The Commission’s investigation

The Commission had concerns that the transaction, as initially notified, would have raised serious competition concerns (i) in the market for retail measurement services for fast moving consumer goods; and (ii) in the market for consumer panel services.

The Commission’s investigation found that:

  • The merged entity would have been the sole provider of consumer panel services in Germany and Italy.
  • NielsenIQ would likely not have provided consumer panel services to rivals that need such services to compete in the market for retail measurement services for fast moving consumer goods.
  • NielsenIQ would likely have bundled (i) its consumer panel services across several EEA countries; and (ii) its consumer panel services and retail measurement services for fast moving consumer goods, thus foreclosing its competitors in the markets for consumer panel and retail measurement services.
The proposed remedies

To address the Commission’s competition concerns, Advent offered to:

  • Divest GfK’s global consumer panel services business, with the exclusion of its operations in Russia (in order to facilitate the execution of the divestiture). This will enable any purchaser to run the divested businesses as a viable competitive force in the respective markets on a lasting basis.
  • Provide transition services to the purchaser following the divestment, such as rebranding, access to IT services or access to support functions, for a transitional period of up to one year, which may be extended by up to two additional years.

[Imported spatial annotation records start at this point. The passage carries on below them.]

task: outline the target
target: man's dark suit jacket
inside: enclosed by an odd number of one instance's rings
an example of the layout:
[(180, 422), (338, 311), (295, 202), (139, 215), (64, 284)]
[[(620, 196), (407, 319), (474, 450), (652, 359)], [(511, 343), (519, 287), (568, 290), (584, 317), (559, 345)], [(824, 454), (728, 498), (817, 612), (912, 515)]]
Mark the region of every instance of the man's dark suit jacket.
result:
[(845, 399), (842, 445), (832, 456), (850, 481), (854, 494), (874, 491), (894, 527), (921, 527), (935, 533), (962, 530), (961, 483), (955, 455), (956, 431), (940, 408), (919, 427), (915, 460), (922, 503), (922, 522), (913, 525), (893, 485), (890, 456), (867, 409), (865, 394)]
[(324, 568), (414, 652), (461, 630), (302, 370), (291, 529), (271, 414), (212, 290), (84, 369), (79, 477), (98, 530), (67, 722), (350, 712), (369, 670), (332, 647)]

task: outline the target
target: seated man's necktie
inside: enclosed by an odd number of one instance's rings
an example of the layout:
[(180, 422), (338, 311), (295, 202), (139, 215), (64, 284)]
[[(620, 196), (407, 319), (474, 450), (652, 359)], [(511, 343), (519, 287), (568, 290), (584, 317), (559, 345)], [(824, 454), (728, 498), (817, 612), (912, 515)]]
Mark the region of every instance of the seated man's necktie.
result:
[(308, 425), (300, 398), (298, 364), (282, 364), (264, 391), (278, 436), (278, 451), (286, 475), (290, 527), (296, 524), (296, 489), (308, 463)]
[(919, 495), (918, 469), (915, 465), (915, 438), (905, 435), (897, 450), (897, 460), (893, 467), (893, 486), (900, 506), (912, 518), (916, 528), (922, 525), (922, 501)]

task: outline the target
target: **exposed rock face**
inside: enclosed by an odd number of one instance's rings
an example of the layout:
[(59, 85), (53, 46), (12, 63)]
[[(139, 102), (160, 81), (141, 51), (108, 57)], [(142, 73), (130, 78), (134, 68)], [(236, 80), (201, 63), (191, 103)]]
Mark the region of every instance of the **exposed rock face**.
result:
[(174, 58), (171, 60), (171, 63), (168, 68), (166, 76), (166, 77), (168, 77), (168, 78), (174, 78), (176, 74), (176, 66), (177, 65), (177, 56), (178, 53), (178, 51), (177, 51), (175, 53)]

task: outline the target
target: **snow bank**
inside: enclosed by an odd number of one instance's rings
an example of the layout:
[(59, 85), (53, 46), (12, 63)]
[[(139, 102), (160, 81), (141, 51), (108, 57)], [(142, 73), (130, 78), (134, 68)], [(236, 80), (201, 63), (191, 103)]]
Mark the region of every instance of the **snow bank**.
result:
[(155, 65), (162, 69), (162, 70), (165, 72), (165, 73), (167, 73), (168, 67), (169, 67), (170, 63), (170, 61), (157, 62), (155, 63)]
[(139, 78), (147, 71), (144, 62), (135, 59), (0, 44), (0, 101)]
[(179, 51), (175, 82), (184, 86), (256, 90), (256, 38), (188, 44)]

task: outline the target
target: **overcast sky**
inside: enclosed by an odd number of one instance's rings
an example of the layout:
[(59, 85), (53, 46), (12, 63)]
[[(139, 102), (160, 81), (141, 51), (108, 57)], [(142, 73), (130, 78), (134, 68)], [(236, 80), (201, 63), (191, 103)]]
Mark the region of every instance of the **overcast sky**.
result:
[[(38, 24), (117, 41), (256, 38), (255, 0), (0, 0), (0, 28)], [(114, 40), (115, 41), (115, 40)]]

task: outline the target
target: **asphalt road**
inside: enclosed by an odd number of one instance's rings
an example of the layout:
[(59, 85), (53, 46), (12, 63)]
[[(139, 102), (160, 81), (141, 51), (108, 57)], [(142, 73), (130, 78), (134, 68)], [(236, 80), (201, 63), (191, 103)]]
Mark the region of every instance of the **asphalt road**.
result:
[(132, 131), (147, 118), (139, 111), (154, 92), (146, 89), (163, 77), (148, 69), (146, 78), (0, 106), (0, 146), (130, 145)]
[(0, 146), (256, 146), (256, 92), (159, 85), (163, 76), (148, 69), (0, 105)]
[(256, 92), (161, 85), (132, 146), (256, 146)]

These commitments fully address the competition concerns identified by the Commission. They remove the overlaps existing between NielsenIQ’s and GfK’s activities in the German and Italian markets for consumer panel services as well as the possibility for NielsenIQ to foreclose competitors in the markets for (i) retail measurement services for fast moving consumer goods and (ii) consumer panel services.

Following the positive feedback received in the context of the market test, the Commission concluded that the transaction, as modified by the commitments, would no longer raise competition concerns. The decision is conditional upon full compliance with the commitments. Under supervision of the Commission, an independent trustee will monitor their implementation.

Companies and products

Advent, headquartered in the US, is an investment fund. Its wholly owned subsidiary NielsenIQ is active in market research data. It also provides retail and consumer panel services as well as customized market research services.

GfK, headquartered in Germany, is active in market research services. It also provides retail and consumer panel services, as well as customized research services.

Retail measurement services, consumer panel services and customized market research services are types of market research services that focus on understanding purchasing patterns in the retail sector. While retail measurement services show sales trends based on point-of-sale data, consumer panel services provide insights into consumer behaviour, showing which consumers have been buying more or less of a specific product. Customized market research services aim at understanding the underlying causes of a sales trend.

Merger control rules and procedures

The transaction was notified to the Commission on 11 May 2023.

The Commission has the duty to assess mergers and acquisitions involving companies with a turnover above certain thresholds (see Article 1 of the Merger Regulation) and to prevent concentrations that would significantly impede effective competition in the EEA or any substantial part of it.

The vast majority of notified mergers do not pose competition problems and are cleared after a routine review. From the moment a transaction is notified, the Commission generally has a total of 25 working days to decide whether to grant approval (Phase I) or to start an in-depth investigation (Phase II). If commitments are proposed in Phase I, the Commission has 10 additional working days, bringing the total duration of a Phase I case to 35 working days, such as in this case.

More information will be available on the Commission’s competition website, in the public case register under the case number M.10860.